By Ashley Wislock
The Daily Item
SUNBURY — Millions of uninsured Americans are preparing to sift through massive amounts of information about new health care options when health insurance exchanges open today as part of President Barack Obama’s Affordable Care Act.
While some states are opening their own exchanges, Pennsylvania, home to 1.3 million uninsured people, according to the Kaiser Family Foundation, is one of 36 states taking part in the Health Insurance Marketplace, run by the federal Department of Health and Human Services, which released new details of the available plans for consumers Wednesday.
The Kaiser Family Foundation estimates that 13,000 uninsured people live in the Sunbury, Shamokin and Milton areas, representing about 14 percent of the region’s population.

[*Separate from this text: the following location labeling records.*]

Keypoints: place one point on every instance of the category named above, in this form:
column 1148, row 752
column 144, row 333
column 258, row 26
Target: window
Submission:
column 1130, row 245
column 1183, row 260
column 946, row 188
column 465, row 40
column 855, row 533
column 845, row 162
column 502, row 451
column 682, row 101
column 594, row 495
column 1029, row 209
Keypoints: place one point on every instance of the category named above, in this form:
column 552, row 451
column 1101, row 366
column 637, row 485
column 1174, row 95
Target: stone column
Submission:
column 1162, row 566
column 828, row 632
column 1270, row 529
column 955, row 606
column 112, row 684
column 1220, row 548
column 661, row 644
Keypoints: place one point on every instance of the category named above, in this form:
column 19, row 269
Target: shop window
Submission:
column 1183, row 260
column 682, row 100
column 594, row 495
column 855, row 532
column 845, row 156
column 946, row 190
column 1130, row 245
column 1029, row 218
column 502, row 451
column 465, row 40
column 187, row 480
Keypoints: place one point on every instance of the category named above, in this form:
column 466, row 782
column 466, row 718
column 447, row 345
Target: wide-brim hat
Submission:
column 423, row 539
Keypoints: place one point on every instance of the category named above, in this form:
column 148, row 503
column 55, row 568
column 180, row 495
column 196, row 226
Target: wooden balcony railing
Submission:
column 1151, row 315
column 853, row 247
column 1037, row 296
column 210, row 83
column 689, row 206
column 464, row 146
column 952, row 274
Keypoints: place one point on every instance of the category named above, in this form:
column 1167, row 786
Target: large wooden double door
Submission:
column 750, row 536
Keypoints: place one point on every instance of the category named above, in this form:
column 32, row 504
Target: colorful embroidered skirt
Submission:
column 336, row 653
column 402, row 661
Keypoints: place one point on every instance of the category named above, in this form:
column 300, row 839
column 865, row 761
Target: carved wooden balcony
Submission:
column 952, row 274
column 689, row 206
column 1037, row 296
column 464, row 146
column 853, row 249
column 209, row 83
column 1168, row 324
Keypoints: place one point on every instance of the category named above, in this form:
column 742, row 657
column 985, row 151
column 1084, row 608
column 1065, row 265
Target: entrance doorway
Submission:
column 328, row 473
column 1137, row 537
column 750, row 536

After providing some basic information about household size and income, the federal marketplace will list options for coverage, which will be broken up into four categories: bronze, silver, gold and platinum. Insurance plans in the marketplace are all offered and run by private companies, according to HealthCare.gov.
Plans vary in cost and may be offset by advance tax credits for qualifying individuals, which can be directly applied to health care premiums, according to HealthCare.gov. The exchange will indicate whether individuals qualify for tax credits, which depend on family size and income, after they fill out the Marketplace application.
For a Pennsylvania family of four with an income of $50,000, the lowest silver-level plan in the federal exchange will cost $675 per month, or $282 after a tax credit. A 27-year-old with an income of $25,000 will pay $187 per month — or $145 after the tax credit — for the same plan.
Coverage on plans purchased before Dec. 15 begins Jan. 1, according to an Associated Press Q&A.
All plans must cover certain “essential health benefits,” according to HealthCare.gov, which include outpatient care, emergency services, hospitalization, maternity and newborn care, mental health and substance use disorder services, prescription drugs, rehabilitative and habilitative services and devices, laboratory services, preventive, wellness and chronic disease management services, and pediatric services.
Some private insurance carriers also will have exchanges to provide additional options for consumers, including Geisinger Health Plan, spokeswoman Amy Bowen said recently. Geisinger’s marketplace will be available through thehealthplan.com/marketplace.
Health coverage will be required by Jan. 1, with penalties — beginning in 2014 with $95 per uninsured adult and $47.50 per uninsured child or up to 1 percent of a household’s income — in place for those who refuse to obtain coverage.
By 2016, those fines will rise to $695 per uninsured adult in the household and $347.50 per uninsured child or 2.5 percent of household income.
The Associated Press contributed to this report.